Ok, lets just briefly check if your input files are in the correct format. Below is an example, could you check if your input is formated in the same way and let me know?

# Set seed for reproducibility
set.seed(123)

# Number of samples and features
num_samples <- 20
num_features <- 666

# Create rawdata with random values
data <- data.frame(matrix(rnorm(num_samples * num_features), ncol = num_features))
rownames(data) <- paste0("Sample", 1:num_samples)

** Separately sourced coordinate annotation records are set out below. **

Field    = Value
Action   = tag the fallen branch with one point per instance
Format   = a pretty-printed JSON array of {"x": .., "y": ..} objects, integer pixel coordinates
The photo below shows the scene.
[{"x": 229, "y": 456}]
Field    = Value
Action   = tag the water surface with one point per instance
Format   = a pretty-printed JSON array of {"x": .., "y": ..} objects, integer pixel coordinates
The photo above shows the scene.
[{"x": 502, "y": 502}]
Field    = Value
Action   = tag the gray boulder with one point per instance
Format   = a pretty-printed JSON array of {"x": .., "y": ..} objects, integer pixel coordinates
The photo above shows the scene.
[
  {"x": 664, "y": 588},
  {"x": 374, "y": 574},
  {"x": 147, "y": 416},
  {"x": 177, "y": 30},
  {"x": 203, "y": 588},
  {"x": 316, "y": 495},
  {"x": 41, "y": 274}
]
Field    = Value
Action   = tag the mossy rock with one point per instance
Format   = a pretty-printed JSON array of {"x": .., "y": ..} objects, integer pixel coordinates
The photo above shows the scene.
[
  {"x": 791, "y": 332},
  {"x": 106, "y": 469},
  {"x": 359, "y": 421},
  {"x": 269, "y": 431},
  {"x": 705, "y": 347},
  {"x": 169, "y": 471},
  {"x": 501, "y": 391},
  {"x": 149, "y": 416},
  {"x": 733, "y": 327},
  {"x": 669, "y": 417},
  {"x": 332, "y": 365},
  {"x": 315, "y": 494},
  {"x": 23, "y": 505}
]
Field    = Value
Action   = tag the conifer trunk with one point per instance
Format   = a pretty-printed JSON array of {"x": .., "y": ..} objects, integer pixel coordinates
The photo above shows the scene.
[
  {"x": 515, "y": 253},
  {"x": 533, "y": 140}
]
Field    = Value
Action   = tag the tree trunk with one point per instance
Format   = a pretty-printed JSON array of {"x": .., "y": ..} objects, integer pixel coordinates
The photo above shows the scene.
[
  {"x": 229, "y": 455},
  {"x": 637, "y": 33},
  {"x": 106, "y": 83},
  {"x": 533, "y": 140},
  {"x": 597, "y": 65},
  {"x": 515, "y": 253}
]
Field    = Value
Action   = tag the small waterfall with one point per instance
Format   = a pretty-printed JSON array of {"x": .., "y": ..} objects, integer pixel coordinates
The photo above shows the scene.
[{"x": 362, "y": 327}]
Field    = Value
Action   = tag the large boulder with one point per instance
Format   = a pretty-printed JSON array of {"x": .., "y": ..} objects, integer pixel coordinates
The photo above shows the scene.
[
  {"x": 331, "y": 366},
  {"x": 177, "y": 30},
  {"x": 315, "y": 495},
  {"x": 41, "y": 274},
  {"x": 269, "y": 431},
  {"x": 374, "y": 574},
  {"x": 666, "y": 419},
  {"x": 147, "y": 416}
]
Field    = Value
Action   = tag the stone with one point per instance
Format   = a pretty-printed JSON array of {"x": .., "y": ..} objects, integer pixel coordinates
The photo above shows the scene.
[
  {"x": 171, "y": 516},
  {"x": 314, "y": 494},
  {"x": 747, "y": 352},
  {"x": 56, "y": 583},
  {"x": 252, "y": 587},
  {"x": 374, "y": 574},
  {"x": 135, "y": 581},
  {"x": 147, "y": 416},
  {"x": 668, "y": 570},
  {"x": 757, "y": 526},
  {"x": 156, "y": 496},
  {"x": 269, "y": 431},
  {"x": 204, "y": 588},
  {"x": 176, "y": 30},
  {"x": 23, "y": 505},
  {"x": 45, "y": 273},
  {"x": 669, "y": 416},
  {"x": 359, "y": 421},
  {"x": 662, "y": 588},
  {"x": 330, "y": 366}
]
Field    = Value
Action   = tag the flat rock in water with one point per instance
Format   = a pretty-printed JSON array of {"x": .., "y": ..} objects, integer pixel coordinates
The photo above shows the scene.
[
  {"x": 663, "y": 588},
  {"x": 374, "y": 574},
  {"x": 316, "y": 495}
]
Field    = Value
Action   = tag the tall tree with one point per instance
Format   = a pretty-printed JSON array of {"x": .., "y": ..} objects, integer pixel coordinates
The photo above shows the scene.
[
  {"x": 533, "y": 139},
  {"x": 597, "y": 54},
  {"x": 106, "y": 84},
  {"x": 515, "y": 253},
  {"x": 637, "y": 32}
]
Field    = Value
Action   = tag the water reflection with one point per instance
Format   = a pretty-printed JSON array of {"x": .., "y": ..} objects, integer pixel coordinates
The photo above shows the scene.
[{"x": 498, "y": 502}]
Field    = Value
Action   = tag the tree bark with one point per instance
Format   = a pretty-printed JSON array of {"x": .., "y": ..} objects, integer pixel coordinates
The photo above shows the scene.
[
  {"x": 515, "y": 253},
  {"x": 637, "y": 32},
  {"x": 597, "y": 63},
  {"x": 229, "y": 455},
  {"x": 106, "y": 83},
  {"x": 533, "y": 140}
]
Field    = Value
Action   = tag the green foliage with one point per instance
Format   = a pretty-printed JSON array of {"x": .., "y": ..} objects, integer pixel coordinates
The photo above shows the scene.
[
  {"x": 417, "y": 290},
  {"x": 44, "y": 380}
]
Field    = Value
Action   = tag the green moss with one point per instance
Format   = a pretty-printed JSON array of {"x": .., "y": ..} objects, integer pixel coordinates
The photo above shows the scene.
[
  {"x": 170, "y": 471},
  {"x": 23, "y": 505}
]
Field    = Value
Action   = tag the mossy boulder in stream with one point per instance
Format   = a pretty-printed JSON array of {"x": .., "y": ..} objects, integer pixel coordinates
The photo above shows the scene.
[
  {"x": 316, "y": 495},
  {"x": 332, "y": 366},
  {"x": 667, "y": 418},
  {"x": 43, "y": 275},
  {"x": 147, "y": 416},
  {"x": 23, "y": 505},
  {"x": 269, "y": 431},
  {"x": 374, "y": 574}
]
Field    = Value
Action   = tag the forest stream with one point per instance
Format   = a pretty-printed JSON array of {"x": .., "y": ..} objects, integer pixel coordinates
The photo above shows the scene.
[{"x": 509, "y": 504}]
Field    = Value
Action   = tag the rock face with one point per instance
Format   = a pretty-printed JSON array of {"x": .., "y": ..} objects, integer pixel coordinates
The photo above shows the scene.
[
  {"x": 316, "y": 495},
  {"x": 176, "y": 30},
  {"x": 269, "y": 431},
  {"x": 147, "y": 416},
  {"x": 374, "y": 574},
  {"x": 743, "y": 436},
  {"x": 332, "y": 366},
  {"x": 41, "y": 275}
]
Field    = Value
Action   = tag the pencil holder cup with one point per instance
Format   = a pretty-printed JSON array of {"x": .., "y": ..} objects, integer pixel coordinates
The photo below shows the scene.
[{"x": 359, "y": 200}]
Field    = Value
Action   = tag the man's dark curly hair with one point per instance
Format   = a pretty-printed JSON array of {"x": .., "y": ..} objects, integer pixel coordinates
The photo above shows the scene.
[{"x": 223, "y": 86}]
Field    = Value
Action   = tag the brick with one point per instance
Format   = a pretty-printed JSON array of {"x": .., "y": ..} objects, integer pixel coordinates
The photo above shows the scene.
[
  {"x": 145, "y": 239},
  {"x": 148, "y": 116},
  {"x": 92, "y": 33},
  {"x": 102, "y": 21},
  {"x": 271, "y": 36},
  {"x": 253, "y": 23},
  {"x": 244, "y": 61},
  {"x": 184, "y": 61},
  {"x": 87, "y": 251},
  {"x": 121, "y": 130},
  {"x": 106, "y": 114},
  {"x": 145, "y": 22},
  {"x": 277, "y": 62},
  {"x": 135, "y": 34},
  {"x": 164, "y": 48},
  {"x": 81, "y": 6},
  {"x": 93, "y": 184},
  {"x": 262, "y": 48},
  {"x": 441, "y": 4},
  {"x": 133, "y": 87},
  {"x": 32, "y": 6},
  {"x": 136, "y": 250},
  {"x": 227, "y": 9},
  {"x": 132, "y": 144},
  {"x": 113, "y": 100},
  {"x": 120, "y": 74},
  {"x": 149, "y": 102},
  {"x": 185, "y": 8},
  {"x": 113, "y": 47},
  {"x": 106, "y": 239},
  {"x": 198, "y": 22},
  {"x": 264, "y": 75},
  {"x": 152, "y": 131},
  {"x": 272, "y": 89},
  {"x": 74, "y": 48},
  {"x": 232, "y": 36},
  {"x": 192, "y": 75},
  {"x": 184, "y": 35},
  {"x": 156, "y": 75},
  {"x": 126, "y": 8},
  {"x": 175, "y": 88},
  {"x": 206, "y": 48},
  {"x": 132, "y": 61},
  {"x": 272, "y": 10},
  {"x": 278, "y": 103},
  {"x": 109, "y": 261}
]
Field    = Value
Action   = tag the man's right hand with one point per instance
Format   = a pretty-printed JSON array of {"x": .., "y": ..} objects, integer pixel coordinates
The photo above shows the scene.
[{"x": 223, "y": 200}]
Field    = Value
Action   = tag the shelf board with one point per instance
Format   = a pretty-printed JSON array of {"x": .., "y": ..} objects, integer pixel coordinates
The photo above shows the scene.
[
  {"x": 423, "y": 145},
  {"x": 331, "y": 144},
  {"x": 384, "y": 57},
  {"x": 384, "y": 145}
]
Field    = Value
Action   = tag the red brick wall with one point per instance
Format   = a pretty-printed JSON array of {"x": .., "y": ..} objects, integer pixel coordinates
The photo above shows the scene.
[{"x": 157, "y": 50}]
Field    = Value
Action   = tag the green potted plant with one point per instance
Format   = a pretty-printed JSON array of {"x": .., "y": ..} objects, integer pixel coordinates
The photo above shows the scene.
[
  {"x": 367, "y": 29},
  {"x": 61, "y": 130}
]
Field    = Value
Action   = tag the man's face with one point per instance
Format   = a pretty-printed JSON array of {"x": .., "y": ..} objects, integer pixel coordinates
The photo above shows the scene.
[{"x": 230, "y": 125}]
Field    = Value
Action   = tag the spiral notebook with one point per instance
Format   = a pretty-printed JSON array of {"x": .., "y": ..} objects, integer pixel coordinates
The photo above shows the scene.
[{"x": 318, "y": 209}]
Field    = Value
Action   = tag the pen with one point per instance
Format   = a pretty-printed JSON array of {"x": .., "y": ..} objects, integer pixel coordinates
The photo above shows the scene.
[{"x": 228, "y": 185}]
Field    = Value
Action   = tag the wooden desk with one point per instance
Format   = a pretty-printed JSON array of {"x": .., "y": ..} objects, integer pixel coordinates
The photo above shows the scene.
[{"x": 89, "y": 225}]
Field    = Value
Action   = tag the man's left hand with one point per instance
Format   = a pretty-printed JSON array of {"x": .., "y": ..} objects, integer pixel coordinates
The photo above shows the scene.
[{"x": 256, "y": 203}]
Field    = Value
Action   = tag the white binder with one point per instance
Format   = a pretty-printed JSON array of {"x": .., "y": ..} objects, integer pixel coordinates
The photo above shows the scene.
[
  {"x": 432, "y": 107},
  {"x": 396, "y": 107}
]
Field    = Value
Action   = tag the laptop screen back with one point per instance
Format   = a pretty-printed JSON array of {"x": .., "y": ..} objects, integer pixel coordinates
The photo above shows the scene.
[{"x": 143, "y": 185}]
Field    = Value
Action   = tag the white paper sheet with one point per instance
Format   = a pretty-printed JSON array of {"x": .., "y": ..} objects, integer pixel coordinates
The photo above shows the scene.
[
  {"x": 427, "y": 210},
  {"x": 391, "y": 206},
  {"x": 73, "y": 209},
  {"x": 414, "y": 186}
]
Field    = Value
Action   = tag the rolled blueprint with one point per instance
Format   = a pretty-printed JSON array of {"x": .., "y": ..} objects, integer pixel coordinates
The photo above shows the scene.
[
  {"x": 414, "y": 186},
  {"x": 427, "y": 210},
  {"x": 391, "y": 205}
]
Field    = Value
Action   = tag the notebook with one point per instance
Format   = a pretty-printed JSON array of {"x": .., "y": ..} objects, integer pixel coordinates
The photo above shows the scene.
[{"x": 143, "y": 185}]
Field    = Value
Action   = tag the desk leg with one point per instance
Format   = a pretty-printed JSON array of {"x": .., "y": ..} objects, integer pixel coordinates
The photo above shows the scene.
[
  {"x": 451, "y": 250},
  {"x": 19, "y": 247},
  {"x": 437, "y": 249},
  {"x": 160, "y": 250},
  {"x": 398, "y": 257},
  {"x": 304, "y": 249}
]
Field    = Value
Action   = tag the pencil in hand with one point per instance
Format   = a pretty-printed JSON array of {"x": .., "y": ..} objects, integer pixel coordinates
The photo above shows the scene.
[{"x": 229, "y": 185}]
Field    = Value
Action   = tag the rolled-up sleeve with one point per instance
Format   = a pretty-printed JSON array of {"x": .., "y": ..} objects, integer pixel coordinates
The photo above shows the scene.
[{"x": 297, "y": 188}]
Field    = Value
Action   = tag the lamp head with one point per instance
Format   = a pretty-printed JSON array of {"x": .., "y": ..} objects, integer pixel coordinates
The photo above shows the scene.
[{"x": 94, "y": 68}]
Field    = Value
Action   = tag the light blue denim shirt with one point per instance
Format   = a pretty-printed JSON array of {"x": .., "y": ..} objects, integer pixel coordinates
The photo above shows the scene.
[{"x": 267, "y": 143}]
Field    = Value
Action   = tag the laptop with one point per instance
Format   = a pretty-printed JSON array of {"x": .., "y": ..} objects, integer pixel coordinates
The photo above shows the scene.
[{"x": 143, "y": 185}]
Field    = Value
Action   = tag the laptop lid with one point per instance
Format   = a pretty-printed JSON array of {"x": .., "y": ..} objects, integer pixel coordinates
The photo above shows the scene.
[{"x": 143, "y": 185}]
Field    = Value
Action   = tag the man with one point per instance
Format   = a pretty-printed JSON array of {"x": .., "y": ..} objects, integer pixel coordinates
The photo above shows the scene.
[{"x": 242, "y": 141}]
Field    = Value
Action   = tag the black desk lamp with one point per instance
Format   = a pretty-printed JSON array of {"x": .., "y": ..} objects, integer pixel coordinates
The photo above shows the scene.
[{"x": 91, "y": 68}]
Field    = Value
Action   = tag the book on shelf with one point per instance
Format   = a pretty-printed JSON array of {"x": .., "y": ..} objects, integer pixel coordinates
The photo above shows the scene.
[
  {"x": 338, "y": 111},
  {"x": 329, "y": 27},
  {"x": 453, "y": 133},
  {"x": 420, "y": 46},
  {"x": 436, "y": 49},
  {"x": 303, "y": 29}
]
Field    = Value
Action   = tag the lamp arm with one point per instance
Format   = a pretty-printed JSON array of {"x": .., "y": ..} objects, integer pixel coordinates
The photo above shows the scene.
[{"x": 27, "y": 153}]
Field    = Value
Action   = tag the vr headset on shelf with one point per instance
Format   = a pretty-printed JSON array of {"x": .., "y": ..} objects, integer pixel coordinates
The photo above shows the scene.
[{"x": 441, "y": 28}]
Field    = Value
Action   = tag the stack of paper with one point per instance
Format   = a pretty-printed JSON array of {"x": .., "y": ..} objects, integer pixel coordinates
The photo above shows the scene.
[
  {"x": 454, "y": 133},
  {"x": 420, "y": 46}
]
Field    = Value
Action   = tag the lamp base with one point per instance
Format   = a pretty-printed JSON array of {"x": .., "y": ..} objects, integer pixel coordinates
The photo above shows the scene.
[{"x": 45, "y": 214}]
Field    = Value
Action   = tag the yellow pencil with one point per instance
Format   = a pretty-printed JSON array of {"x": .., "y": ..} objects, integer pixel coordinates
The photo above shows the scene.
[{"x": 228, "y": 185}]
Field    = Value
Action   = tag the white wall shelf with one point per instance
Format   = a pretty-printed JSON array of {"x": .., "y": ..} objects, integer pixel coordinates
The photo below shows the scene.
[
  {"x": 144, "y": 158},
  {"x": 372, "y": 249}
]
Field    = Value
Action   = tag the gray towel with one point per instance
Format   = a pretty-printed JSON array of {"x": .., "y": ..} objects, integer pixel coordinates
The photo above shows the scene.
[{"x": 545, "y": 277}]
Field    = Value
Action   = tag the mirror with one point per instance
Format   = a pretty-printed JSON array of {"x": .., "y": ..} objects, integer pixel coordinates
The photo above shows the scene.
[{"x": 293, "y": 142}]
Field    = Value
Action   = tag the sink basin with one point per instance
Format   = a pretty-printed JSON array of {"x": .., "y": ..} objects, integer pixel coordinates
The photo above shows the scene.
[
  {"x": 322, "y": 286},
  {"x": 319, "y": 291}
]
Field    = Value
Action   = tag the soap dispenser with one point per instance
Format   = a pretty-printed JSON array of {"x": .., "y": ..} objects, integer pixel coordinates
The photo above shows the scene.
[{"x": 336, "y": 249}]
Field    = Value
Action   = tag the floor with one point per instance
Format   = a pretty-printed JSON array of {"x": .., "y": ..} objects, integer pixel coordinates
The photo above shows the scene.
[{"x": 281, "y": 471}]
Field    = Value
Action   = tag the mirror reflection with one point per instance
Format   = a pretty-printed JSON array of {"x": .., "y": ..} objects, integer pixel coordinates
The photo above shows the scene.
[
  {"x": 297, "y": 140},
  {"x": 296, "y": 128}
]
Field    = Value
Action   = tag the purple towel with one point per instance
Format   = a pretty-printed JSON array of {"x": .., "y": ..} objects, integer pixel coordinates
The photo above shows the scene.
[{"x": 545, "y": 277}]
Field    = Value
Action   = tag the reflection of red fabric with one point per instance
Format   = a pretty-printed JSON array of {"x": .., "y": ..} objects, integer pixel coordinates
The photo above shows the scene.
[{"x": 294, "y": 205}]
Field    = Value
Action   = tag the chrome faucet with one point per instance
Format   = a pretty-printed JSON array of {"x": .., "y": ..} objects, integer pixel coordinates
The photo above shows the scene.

# Display dimensions of rawdata
dim(data)

# Create meta data with condition column
meta <- data.frame(
  Conditions = rep(c("CMPD1_BSL_H", "CMPD1_BSL_L", "Condition3", "Condition4"), each = 5),
  stringsAsFactors = FALSE
)

rownames(meta) <- rownames(data)

# Display dimensions of meta
dim(meta)

Afterwards you can use this as input:

DMA_1 <- DMA( Input_data=data, 
              Input_SettingsFile_Sample=meta, 
              Input_SettingsInfo = c(conditions = "Conditions", 
                                     numerator = "CMPD1_BSL_H", 
                                     denominator = "CMPD1_BSL_L"),
              STAT_pval = "t.test", 
              STAT_padj = "fdr", 
              Input_SettingsFile_Metab = NULL, 
              OutputName = "", 
              CoRe = FALSE, 
              VST = FALSE,
              Save_as_Plot = "svg",
              Save_as_Results = "csv",
              Plot = TRUE,
              Folder_Name = NULL)
nikvan commented 7 months ago

Hi @ChristinaSchmidt1 , Thanks very much for the example. I was able to get that to run successfully. I am going through and trying to find where my input dataframes might be causing issue. So far, I have checked:

  1. Making sure the row names in Input_data are the same as Input_SettingsFile_Sample
  2. deleting columns in Input_SettingsFile_Sample so that there is just the column "Conditions"
  3. Making sure rownames and column names in both are valid object names (using make.names for this)
  4. Checking to make sure all the columns in Input_data are numeric.
  5. Grouping my conditions together in the Input_SettingsFile_Sample. It looked as below before: Screenshot 2024-01-31 at 9 53 27 AM

Now looks like:

Screenshot 2024-01-31 at 9 54 39 AM

Anything else I should check? Thank you!

ChristinaSchmidt1 commented 7 months ago

Hi Nikvan,

I am glad the code runs on your machine. About the points to check:

Than it should work. If it still does not work could you please send me the error message you are now experiencing after all those changes?

nikvan commented 7 months ago

Thanks! Sorry about the delay. Seems to be working!